II. — SECURITE DES VOYAGEURS SUR LES CHEMINS DE FER.

Le rapport entre le nombre des voyageurs transportés par chemins de fer et le nombre des victimes est de nature à faire cesser les préoccupations exagérées qui se manifestent chaque fois que la régularité normale du nouveau mode de communication vient à être troublée de loin en loin par un fâcheux incident. Ces préoccupations sont malheureusement ravivées en ce moment même par un fait douloureux, qui rompt cet équilibre de tranquillité dans lequel on vivait en France depuis plus de trois ans,et demi. En présence du regrettable accident du Vésinet, c’est un devoir plus impérieux encore de montrer que la sécurité des transports par les voies ferrées est infiniment supérieure à la sécurité des transports par les routes de terre ordinaires, et de prouver par des chiffres incontestables que les accidens de chemins de fer n’ont pas la gravité qui leur est généralement attribuée par le public.

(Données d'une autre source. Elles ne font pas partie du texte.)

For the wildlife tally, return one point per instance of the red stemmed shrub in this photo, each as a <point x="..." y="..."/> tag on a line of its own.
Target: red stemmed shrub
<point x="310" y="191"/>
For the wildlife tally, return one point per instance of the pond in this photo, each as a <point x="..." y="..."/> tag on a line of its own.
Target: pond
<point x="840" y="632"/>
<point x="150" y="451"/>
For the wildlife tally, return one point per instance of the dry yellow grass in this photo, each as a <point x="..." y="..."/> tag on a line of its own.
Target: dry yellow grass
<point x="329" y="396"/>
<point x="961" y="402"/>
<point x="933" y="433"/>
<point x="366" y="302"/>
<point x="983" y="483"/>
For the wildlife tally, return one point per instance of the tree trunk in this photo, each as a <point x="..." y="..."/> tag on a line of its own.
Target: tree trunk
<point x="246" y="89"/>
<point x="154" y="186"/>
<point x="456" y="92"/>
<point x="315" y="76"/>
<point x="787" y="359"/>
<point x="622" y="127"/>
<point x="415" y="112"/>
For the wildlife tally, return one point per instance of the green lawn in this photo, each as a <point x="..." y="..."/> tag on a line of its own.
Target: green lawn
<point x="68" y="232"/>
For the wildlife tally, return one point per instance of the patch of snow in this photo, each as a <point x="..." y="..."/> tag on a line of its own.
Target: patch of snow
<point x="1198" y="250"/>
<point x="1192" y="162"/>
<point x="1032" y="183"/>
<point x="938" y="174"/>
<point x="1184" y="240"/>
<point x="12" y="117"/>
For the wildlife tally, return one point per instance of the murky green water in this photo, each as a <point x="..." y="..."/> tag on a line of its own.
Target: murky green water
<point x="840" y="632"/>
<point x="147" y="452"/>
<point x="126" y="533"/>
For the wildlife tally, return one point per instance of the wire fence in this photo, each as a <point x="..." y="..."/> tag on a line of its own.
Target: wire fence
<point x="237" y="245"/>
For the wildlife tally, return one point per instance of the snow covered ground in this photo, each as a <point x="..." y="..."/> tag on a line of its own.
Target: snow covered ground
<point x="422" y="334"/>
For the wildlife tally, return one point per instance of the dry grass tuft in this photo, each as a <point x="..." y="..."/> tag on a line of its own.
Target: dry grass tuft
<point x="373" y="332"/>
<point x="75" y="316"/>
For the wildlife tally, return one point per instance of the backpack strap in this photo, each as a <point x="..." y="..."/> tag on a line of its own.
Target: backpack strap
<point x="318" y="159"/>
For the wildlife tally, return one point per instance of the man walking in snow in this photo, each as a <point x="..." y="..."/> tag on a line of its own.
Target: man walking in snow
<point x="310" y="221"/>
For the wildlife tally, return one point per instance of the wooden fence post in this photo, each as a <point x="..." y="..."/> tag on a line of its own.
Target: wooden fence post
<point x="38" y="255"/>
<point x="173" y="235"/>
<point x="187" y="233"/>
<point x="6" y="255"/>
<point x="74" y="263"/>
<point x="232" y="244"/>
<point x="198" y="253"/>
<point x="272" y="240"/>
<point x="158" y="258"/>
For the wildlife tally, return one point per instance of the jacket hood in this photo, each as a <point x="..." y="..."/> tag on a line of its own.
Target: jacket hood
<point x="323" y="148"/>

Du 7 septembre 1835 (date de l’inauguration du service dés voyageurs sur le chemin de fer, de Saint-Etienne à Lyon) au 31 décembre 1856, époque à laquelle s’arrête la statistique officielle qui nous fournit ces chiffres, il a été transporté 224,345,769 voyageurs. À ce nombre énorme correspond le nombre relativement faible de 513 voyageurs tués ou blessés, ce qui donne 1 victime sur 437,321 voyageurs transportés. Sur ces 513 victimes, 111 (ce nombre n’a pas varié de 1855 à 1856) ont été tuées, soit 1 sur 2,021,133, et 402 ont été blessées, soit 1 sur 558,074. On doit reconnaître tout d’abord, d’une manière absolue, que le calcul des probabilités, en présence de semblables résultats, apporte à chacun la preuve que sa sécurité personnelle est réellement protégée par des garanties sérieuses, et qu’il peut prendre place sans crainte dans une voiture de chemin de fer, en même temps que les soixante-douze compagnons de voyage que lui donne la statistique[9]. Cette absence de crainte sera d’autant plus légitime que personne n’a songé, en montant dans une diligence, aux chances d’accidens qu’on pouvait courir, et cependant ces chances étaient bien autrement défavorables lorsqu’on se confiait aux messageries. Nous trouvons en effet dans le curieux et substantiel rapport de M. Tourneux un tableau des accidens arrivés pendant dix années (1846-1855) aux voitures des deux grandes entreprises de messageries, qui met cette assertion hors de doute. On voit que, durant la période décennale considérée, 7,109,276 voyageurs ont été transportés, en diligences, sur lesquels 20 ont été tués et 238 blessés ; la proportion est donc de 1 tué sur 355,463, de 1 blessé sur 29,871, et de 1 victime sur 27,555 voyageurs transportés. Il est donc parfaitement exact de dire que la diligence ne supporte pas plus la comparaison avec la voiture de chemin de fer sous le rapport de la sécurité que SQUS celui de la rapidité et du comfortable.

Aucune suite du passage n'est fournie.